Thanks! I was the co-champion of that proposal. Parts of it were merged into Temporal last year, and other parts are already part of the JS Internationalization (ECMA-402) specification here: https://tc39.es/ecma402/#sec-use-of-iana-time-zone-database


It's already the standard! RFC 9557 was approved late last year. https://www.rfc-editor.org/rfc/rfc9557.html


There are 5 different `islamic-*` calendars (and a `persian` calendar too) supported in JS today: https://developer.mozilla.org/en-US/docs/Web/JavaScript/Refe...

There's no geographic adjustment but at least there is some choice for users about which Islamic calendar variation should be used. For example, "islamic-rgsa" in JS is the Hijri calendar, Saudi Arabia sighting.

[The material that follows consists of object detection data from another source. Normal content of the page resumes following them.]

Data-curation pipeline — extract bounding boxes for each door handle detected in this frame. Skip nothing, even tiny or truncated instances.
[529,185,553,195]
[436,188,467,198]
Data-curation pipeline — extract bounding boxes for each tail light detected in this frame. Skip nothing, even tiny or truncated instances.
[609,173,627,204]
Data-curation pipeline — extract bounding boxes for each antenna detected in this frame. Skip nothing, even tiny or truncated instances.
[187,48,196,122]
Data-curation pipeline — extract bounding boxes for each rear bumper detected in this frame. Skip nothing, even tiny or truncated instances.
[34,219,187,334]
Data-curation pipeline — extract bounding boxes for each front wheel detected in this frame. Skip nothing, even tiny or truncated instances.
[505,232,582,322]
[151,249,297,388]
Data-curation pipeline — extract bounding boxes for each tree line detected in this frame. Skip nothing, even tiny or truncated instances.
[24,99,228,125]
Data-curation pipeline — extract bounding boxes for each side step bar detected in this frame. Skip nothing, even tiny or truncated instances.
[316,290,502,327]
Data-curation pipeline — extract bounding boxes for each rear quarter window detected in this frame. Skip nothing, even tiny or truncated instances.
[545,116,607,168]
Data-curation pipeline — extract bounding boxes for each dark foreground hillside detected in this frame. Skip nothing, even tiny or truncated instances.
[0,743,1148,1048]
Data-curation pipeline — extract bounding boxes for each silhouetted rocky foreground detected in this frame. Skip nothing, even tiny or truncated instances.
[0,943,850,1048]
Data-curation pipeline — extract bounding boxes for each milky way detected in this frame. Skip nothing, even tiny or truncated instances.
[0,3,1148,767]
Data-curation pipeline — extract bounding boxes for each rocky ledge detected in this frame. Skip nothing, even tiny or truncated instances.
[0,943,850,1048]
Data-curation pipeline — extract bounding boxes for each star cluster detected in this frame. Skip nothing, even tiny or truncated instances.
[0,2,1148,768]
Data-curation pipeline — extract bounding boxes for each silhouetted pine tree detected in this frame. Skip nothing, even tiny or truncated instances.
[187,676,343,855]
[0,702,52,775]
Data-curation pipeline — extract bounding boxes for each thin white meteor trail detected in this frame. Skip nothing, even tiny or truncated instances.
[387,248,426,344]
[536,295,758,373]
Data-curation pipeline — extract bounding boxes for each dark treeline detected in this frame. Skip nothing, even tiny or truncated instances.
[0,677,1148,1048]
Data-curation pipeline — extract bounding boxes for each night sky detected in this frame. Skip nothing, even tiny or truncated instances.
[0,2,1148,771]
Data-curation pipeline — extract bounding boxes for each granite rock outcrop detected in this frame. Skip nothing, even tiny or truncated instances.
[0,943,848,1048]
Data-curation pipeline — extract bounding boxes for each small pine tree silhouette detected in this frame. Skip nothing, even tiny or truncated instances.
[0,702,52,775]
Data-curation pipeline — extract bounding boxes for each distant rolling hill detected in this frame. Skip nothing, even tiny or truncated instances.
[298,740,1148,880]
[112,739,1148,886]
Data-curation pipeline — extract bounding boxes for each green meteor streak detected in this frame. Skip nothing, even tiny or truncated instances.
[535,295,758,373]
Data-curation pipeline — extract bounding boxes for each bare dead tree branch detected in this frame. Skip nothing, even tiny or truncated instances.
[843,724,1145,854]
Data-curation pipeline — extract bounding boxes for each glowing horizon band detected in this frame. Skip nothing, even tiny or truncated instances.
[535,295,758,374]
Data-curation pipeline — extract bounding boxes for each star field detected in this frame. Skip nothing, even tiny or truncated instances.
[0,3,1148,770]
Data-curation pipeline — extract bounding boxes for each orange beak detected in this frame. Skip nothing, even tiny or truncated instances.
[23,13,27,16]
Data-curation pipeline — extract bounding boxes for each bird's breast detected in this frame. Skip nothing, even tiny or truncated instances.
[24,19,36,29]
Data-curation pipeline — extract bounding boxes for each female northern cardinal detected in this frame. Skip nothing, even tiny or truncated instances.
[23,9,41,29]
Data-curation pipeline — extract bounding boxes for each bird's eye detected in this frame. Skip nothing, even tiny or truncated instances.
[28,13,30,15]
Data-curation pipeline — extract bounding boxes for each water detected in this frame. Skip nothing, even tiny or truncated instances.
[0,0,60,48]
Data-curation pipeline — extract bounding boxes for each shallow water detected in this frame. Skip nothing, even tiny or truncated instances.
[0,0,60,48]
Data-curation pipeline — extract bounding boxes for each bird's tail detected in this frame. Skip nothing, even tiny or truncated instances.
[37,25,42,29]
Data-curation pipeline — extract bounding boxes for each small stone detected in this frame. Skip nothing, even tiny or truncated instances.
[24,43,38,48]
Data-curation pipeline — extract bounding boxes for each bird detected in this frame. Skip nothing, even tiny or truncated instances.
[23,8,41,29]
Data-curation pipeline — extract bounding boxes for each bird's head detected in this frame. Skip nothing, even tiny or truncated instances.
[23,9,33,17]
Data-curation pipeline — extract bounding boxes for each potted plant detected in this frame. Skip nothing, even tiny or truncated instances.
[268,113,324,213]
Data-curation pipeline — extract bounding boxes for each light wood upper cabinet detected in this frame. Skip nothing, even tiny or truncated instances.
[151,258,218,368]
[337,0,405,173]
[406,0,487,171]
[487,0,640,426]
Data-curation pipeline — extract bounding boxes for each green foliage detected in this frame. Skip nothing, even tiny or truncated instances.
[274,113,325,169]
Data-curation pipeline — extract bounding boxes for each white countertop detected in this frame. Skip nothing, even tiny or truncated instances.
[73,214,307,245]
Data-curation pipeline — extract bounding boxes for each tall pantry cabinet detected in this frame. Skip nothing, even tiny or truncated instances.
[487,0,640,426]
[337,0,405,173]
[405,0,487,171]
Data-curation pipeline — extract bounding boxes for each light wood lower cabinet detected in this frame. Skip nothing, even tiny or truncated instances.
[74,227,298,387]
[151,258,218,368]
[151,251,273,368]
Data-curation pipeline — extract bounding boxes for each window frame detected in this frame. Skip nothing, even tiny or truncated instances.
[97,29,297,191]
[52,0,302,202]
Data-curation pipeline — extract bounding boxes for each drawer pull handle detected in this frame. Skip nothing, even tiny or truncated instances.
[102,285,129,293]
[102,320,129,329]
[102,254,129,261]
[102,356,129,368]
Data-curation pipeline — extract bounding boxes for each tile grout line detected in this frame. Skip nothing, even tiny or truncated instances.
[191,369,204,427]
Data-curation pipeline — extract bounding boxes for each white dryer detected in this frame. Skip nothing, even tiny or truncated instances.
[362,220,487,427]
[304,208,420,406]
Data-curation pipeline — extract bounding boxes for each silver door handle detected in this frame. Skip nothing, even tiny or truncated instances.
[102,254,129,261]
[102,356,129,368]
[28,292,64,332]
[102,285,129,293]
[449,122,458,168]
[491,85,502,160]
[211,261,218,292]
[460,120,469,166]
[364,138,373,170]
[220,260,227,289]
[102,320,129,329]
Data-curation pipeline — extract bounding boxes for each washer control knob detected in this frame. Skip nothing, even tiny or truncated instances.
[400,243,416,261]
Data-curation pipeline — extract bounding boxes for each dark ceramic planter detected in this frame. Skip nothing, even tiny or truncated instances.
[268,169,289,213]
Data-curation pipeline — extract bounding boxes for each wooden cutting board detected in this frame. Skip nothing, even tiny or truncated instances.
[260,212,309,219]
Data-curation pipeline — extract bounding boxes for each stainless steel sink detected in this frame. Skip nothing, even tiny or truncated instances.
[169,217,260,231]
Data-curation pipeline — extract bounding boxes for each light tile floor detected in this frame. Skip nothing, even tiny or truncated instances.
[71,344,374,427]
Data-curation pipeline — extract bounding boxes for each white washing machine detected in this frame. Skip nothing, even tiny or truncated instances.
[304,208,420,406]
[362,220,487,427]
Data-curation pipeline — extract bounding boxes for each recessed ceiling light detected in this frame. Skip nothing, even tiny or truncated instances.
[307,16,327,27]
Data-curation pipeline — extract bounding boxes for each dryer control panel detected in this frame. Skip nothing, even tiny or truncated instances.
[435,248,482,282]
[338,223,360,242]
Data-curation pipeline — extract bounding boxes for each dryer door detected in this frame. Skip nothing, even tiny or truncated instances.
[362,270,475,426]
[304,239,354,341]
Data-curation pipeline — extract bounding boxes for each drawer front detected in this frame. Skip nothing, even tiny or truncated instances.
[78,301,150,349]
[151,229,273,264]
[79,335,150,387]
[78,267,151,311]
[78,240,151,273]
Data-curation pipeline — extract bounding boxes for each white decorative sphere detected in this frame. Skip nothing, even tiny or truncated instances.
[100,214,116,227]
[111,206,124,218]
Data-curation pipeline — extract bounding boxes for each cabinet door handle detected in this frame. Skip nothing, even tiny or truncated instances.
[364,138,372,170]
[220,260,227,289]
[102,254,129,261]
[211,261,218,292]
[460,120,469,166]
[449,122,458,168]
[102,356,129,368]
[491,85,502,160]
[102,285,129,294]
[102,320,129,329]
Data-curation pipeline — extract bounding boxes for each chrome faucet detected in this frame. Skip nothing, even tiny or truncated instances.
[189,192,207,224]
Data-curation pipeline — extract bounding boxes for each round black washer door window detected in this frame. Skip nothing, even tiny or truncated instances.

Temporal has built-in support for non-Gregorian calendars, including parsing, arithmetic, etc. so you can do things like this:

Temporal.PlainDate.from("2025-01-30").withCalendar('islamic-rgsa').month // => 8

Temporal.PlainDate.from("2025-01-30[u-ca=islamic-rgsa]').month // => 8

function chineseNewYears() { const dt = Temporal.Now.plainDateISO().withCalendar('chinese'); const current = Temporal.PlainDate.from({year: dt.year, month: 1, day: 1, calendar: 'chinese'}) const next = current.add({years: 1}) return { current, next } } `The next Chinese New Year is ${chineseNewYears().next.withCalendar('gregory').toLocaleString('en-UK')}` // => 'The next Chinese New Year is 17/02/2026'

More info about how calendars are used in Temporal is here: https://developer.mozilla.org/en-US/docs/Web/JavaScript/Refe...


Temporal includes `equals` methods on every type. String comparison sometimes works, but there are enough cases where it doesn't (especially when comparing strings that refer to the same data but were generated by different libraries so formatting is different for things like trailing zeroes of decimals, time zone aliases, etc.) that it's usually best to use a library function for comparison instead of just using string comparison.


Comparison functions are unlikely to work across libraries too?